That question is likely to stir debate in coming years in many of the more-than-60 countries that provide newborn screening, as whole-genome sequencing (WGS) becomes increasingly affordable and reliable. Newborn screening programs - which involve drawing a few drops of blood from a newborn's heel - have been in place since the late 1960s, and are credited with having saved thousands of lives by identifying certain genetic, endocrine or metabolic disorders that can be treated effectively when caught early enough. Advocates of routine WGS for newborns argue that the new technology could help detect and manage a wider array of disorders.
But the possibility of making whole-genome sequencing part of routine screening programs for newborns raises ethical, legal and social issues that should be weighed carefully, according to researchers at McGill University's Department of Human Genetics in Montreal.
In an article published March 26 in the journal Science Translational Medicine, Prof. Bartha M. Knoppers and colleagues lay out key questions and considerations to be addressed. "Any change in newborn screening programs should be guided by what's in the best interests of the child," says Prof. Knoppers, who is Director of the Centre of Genomics and Policy at McGill. "We must also tread carefully in interpreting the scientific validity and clinical usefulness of WGS results."
The researchers outline the following considerations:
- What information to report? Using WGS in newborn screening could generate vast amounts of information - including incidental findings such as paternity information or reproductive risks. What's more, health-related information can include non-validated or poorly predictive results, or may involve adult-onset conditions. One possible solution: perform WGS but have a list of pediatric conditions to be communicated to parents; other results could be retrieved for later disclosure, when they gain scientific validity and clinical usefulness, or when they can be reported to the "mature" child directly.
- Impact on health care systems. If WGS in newborn screening is implemented, public health care systems would have to be revamped to handle the massive amount of information generated. The added information could also lead to more false-positive results, imposing a big burden on families and on the resources of a health-care system.
- Mandatory vs. voluntary. Most newborn screening programs currently are mandated by law or use presumed parental consent. Should parental consent be required for screening that doesn't stand to directly benefit the infant during childhood?
- Educating health professionals and parents. Many doctors have little training in genetics, so health professionals and parents will need more education in genetics and genomics.
- Communicating results over time. The validity of tests and the communication and understanding of results over time pose numerous challenges for doctors and families.
- Ensuring treatment and follow-up. When treatment becomes available, a newborn screening report card would be invaluable on an individual basis, especially for single-gene disorders.
- Validated variants. An important challenge in WGS is the ability to offer a standardized and accurate interpretation of genetic variants.
- Storage of data. Should raw data be stored in the patient's file? If so, under what conditions and for how long?
- Insurability. Data obtained through WGS newborn screening would be part of the medical record, potentially leading to issues regarding insurability.

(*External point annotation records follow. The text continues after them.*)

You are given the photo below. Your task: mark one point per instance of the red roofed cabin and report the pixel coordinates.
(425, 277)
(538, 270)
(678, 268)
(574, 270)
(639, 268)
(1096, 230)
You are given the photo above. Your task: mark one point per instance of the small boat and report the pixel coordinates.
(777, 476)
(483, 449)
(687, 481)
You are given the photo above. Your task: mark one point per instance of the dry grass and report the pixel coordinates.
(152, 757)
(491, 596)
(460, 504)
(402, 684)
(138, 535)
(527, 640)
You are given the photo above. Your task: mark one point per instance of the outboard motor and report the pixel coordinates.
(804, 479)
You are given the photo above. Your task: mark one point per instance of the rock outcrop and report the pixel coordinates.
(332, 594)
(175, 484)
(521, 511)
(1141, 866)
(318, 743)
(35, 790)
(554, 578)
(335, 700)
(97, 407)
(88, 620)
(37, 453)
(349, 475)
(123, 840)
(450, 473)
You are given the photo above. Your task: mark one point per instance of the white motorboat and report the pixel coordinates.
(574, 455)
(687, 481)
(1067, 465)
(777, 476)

"Without clear policy direction and public discussion on the possible future integration (or not) of WGS into newborn screening, more parents in years ahead may choose to pay for whole-genome sequencing through private testing services," says article co-author Karine Sénécal, an academic associate at the Centre of Genomics and Policy at McGill. "Medical and public education programs need to be put in place so that people understand the limits of whole-genome sequencing."
Prof. Denise Avard, Research Director for the Centre of Genomics and Policy, and Prof. Pascal Borry of the University of Leuven in Belgium, also co-authored the article.